As part of the partnership, Equity Group will concentrate on key strategic pillars like manufacturing, trade, investment, MSMEs, social and environmental transformation, and fostering technology-enabled economies. These pillars include agriculture and the extractive industries, manufacturing and logistics, and trade and investment.
James Mwangi, MD and CEO of Equity Group Holdings, stressed the value of regional integration during his remarks during the signing of the Memorandum of Understanding (MoU) ceremony held in Lusaka, Zambia.
“The coming together of AfCFTA and Equity Group gives us an opportunity to serve our motherland through integrating trade in the region through our communities & the various trading blocks, we want to be resilient for future shocks so we are proposing to build back better by creating one African market, the enabler of wealth creation and expansion of opportunities,” Mwangi said.
“By working together, we shall design frameworks for the socio-economic transformation of the people of the African continent.
“We want Africa to move away from exporting raw materials to value addition.
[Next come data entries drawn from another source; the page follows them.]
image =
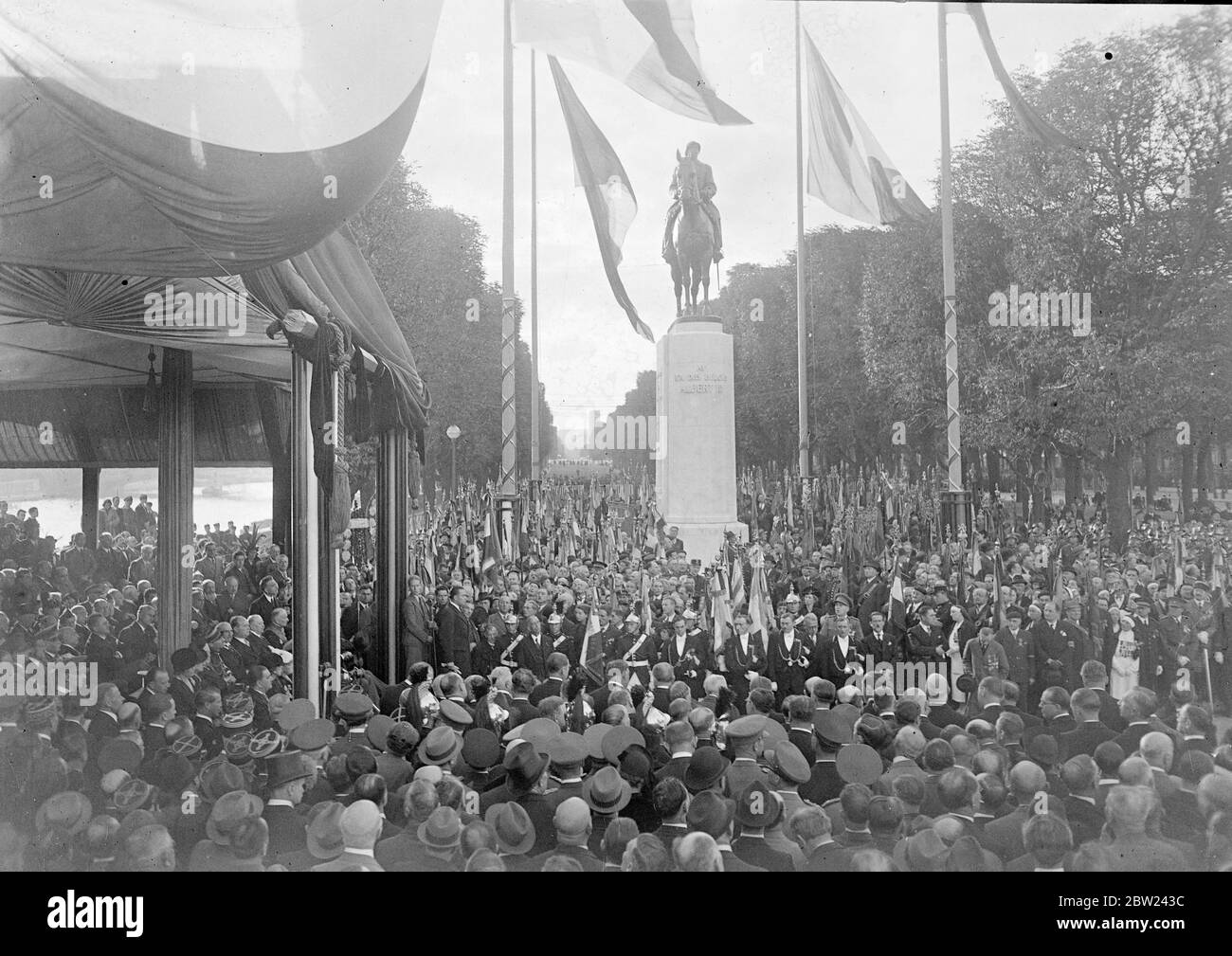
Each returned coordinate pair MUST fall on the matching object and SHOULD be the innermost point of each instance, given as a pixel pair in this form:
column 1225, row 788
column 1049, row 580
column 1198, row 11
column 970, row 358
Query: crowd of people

This will create millions of jobs for our young people and add value through manufacturing, agro-processing, and value addition in mining.”
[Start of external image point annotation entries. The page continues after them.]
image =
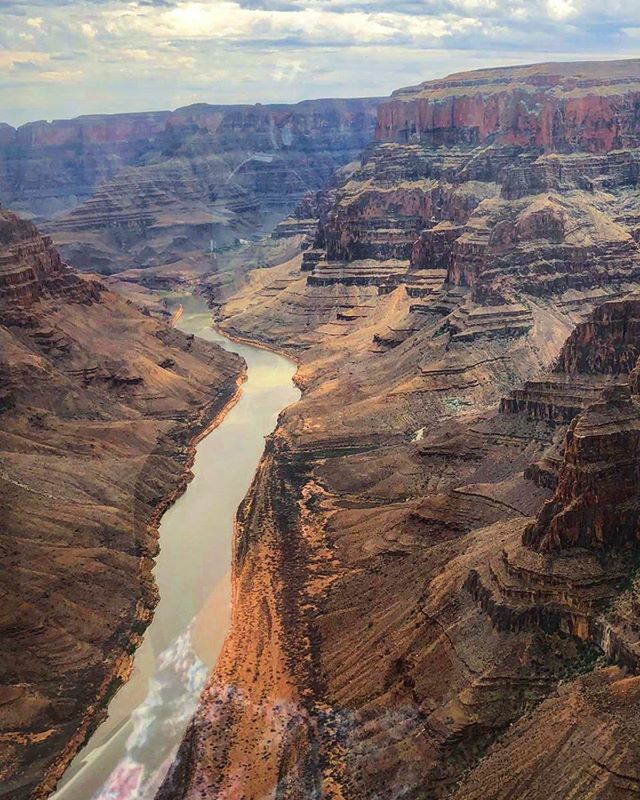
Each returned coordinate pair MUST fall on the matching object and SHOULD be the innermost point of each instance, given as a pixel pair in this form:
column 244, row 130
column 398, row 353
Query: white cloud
column 88, row 31
column 128, row 54
column 561, row 9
The partnership will, among other things, help to create 50 million jobs by 2025, and 5 million SMEs will receive loans to scale and grow using the AfCFTA Agreement’s tools. It will also generate more private sector lending with an anticipated loan book that will be directed toward agriculture (30%), manufacturing (15%), and MSMEs.
According to Wamkele Mene, Secretary General of the AFCTA, the continent has the ability to combine its markets in order to better utilize its capabilities and natural resources.
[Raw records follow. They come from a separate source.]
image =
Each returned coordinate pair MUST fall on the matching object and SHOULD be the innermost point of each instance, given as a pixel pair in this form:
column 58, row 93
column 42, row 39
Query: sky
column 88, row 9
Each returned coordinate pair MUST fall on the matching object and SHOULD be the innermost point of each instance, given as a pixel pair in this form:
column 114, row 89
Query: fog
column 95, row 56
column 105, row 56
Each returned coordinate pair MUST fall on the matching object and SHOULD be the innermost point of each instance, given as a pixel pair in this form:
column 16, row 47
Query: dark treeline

“We look forward to the joint implementation of Equity’s Africa Recovery and Resilience Plan together with Equity and the AUDA. Trade is a main driver of economic activity in Africa,” Mene remarked.
“To accelerate the recovery of the continent, we need to ensure that we are well prepared to respond to any sort of crisis.”
By giving 5 million SMEs access to financing that will enable them to scale and grow their enterprises, Equity’s interventions through the recovery and resilience plan aim to finance and build capacity for such organisations.
Youth and women will receive special attention from the recovery plan, helping them to become the main generators of new and expanded opportunities in the real economy.
The African Union Development Agency-New Partnership for Africa’s Development (AUDA-NEPAD) will work with the institutions through a variety of means, including project financing, trade enhancement, and fund mobilization, in its capacity as the continent’s technical interface with Africa’s development stakeholders and development partners for the realisation of accelerated regional integration.